Out in the Wind

Here was the prompt for a borrowed poem:  Because today is 3/11/13, I decided to go to a book near at hand, turn to page 13, scan down to the 3rd line, and choose eleven words to use in some form in a poem.  I sort of cheated, by looking through four books until I found one that I could work with.  This was Barbara Walker’s Feminist Fairy Tales, from the tale of Princess Questa.  I chose the phrase, “. . .went out to walk the dunes in the wintry wind, weeping. . .”  The final poem is perhaps a little overwrought, but it was cathartic to run with it, to see where it took me.  (This was to be March Monday Morning, but I seem to have trouble posting poems in the mornings).

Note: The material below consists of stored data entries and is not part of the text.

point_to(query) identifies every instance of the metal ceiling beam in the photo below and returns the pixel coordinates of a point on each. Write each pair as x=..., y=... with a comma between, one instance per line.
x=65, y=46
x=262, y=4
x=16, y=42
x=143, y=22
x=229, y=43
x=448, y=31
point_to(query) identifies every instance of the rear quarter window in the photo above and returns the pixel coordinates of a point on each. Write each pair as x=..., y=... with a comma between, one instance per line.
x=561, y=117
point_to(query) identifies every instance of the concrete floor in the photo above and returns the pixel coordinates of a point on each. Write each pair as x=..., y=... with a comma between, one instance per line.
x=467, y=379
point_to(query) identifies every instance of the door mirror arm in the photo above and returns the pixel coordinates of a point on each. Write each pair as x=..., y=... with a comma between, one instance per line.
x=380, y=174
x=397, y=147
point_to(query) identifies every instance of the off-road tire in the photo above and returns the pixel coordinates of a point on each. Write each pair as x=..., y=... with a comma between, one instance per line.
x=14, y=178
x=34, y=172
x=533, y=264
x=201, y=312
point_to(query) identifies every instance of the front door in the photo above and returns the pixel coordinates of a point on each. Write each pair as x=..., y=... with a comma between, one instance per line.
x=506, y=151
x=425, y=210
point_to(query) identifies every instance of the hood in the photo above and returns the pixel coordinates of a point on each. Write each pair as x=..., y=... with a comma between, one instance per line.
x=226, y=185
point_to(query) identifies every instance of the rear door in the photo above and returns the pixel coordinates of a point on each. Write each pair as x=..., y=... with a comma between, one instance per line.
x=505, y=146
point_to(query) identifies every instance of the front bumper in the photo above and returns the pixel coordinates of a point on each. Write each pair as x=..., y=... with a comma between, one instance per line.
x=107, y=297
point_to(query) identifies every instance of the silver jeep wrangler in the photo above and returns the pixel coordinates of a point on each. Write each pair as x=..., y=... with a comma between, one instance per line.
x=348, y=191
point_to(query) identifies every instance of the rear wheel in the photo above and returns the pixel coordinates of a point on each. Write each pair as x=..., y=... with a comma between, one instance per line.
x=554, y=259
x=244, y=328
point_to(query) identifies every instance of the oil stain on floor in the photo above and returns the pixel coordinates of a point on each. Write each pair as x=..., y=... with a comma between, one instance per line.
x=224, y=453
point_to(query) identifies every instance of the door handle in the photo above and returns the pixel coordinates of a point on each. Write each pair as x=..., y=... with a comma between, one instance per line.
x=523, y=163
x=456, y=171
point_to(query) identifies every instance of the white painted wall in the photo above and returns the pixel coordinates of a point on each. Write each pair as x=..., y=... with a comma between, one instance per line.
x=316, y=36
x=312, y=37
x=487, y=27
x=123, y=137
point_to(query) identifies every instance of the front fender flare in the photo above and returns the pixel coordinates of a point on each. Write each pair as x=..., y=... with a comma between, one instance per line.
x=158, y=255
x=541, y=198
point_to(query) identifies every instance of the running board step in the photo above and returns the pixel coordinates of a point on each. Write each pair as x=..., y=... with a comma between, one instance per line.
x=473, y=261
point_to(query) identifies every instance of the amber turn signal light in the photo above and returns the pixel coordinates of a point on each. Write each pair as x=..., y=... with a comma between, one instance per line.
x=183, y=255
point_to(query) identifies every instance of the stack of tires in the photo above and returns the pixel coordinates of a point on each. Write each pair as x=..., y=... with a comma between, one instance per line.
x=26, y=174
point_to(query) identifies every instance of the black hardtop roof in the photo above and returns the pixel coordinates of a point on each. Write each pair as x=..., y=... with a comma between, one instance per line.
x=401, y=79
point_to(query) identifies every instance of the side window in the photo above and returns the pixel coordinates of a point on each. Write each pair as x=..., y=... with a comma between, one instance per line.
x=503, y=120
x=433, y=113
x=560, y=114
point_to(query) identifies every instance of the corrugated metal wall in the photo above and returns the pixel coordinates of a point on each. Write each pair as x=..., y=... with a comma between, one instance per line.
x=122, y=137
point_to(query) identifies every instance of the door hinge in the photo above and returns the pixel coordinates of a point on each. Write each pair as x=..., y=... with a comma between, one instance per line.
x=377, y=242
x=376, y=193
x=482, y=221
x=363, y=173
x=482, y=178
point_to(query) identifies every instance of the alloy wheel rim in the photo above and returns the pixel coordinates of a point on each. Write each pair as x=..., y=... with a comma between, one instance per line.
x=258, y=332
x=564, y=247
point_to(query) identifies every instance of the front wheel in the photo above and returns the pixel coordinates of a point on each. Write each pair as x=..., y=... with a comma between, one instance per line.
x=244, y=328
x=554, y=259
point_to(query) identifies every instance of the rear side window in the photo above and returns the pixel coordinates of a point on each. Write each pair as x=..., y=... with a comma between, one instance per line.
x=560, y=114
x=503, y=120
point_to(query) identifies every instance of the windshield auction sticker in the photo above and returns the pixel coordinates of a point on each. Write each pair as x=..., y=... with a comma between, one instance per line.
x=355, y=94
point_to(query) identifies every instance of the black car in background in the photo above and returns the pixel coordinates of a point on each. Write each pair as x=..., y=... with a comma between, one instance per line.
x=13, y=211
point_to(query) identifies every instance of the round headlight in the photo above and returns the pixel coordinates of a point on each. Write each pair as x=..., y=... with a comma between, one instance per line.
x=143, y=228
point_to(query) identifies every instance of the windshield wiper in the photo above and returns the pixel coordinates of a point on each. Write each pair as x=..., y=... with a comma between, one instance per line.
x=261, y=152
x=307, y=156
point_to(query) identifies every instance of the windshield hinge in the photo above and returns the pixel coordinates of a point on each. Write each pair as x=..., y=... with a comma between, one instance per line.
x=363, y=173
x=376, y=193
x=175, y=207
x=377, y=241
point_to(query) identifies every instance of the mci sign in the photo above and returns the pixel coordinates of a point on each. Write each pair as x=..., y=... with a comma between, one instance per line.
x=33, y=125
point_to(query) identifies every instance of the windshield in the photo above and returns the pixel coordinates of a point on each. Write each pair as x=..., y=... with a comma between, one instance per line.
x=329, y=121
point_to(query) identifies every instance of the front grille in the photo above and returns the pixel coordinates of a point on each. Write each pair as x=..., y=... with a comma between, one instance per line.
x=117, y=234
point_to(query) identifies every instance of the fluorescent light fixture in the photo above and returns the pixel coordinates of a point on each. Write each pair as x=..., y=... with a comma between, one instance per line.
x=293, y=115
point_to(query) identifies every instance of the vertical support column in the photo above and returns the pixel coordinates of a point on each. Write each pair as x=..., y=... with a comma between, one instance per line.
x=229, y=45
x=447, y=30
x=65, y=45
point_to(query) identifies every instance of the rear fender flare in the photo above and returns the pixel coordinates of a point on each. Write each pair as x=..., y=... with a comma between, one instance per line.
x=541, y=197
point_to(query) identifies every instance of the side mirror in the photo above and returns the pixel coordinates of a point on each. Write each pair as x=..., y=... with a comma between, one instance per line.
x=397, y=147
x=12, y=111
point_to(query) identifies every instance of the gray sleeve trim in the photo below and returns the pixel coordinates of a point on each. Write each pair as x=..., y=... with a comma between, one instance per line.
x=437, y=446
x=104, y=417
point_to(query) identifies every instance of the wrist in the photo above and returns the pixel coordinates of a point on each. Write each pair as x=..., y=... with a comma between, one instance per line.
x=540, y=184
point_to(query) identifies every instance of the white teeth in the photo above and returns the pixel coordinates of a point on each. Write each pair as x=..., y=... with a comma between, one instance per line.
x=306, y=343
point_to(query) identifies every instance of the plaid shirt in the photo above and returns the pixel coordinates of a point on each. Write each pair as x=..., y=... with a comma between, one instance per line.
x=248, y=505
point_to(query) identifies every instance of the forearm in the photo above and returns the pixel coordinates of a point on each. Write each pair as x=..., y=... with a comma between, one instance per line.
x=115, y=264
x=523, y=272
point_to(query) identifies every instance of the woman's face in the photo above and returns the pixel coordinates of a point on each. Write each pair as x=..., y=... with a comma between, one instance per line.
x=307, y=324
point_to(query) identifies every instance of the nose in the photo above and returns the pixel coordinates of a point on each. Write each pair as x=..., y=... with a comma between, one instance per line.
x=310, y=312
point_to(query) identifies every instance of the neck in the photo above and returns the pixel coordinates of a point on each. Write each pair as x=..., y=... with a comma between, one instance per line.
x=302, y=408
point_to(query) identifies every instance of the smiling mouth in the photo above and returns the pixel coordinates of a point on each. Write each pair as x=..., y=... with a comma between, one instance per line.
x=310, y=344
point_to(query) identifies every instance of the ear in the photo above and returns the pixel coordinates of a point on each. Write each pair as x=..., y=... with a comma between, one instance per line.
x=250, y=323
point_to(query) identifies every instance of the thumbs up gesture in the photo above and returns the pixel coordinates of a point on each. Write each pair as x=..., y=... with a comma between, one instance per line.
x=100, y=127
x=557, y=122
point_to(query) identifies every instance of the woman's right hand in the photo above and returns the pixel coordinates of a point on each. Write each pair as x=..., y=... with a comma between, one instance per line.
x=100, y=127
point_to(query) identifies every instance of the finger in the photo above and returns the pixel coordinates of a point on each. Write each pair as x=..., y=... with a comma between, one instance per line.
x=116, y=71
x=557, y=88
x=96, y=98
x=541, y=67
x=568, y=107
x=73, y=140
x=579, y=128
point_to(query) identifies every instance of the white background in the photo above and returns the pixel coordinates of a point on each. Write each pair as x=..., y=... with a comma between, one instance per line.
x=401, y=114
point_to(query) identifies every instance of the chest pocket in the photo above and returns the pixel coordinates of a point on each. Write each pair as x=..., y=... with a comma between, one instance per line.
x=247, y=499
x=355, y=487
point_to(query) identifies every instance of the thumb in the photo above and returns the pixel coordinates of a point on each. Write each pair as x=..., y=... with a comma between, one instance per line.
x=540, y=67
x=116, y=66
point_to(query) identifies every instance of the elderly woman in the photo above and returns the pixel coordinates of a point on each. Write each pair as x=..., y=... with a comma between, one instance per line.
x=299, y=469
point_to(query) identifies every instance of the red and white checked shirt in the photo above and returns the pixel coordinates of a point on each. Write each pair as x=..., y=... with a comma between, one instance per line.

Out you went in the wintry wind
to walk the dunes, weeping
with only a scattering of sandpipers
to witness, and a scuttling crab.

The wind tore the tattered foam from the waves,
sent shreds of lather scudding like sailboats
over the sands, and wrenched your voice from you.

You keened your word
into the force of the gale
a wail, like a siren.

The wind snatched it up with such unholy force
it sucked the breath right out of you.

But your word was carried like a seed pod
in the womb of the wind, to break open
high above all our fields, releasing
a thousand seeds to fall to earth
as the wind itself grew ragged
and shattered into calmer breezes.

We felt them fall, like a net upon us,
and now we wait, our breathing bated
to see what will grow.

Gratitude List:
1.  The perfect hexagonal symmetry of a purple crocus in the lawn, three petals curving inward, three curling out.  No wonder the bees find themselves at home in there.
2.  Sorted Legos.  That seems a little OCD, but something about having them all sorted into piles of color shifted the boys’ attention, and their play become more focused and cooperative for a time.
3.  Tiny green things poking up their heads in the greenhouse.  The way onions come up folded like laundry and then gently unfold into the sun.
4.  Corn casserole–yay for last summer’s frozen bounty!
5.  Courage for the difficult conversations.

Namaste

One way to keep the cats from actually sitting on the counter. . .

2013 March 025

Tea Party and Prodigality

Gratitude List:
1.  Prodigality: lavish, profuse, wanton
2.  Bees humming in the crocus flowers
3.  The wild conversations that were happening all over the hollow this morning when I walked out to feed the chickens: wild geese calling, woodpecker thrumming, wren, bluebird, chickadee, somebody asking, “Sweet?”
4.  Pot luck lunches!
5.  Family Tea Party: We usually have a Family Movie Night every week or two.  Lately the boys declare many evenings “Family (Something) Night.”  Before we settled in to watch Family Circus Specials for Family Movie Night this evening, Ellis declared that it was also Family Tea Party Night.  What fun.  There were three rules (“I have another rooooo-lah!” Joss declared imperiously): 1.  You must lick the sugar out of the bottom of the tea cup.  2.  No one may throw your tea on the floor.  3.  No one may bring a cannon to the tea party.  (Rooooo-lah-making was suspended when the rules became too silly.)  And Auntie Valerie makes my gratitude list yet again–it was her old tea set.

2013 March 027

March Monday: The Way of Trees

I was hoping that by giving myself a few days I would have something more polished to put up here, but this one feels like it needs a lot more work.  But the Mockingbird says to put it out there anyway. 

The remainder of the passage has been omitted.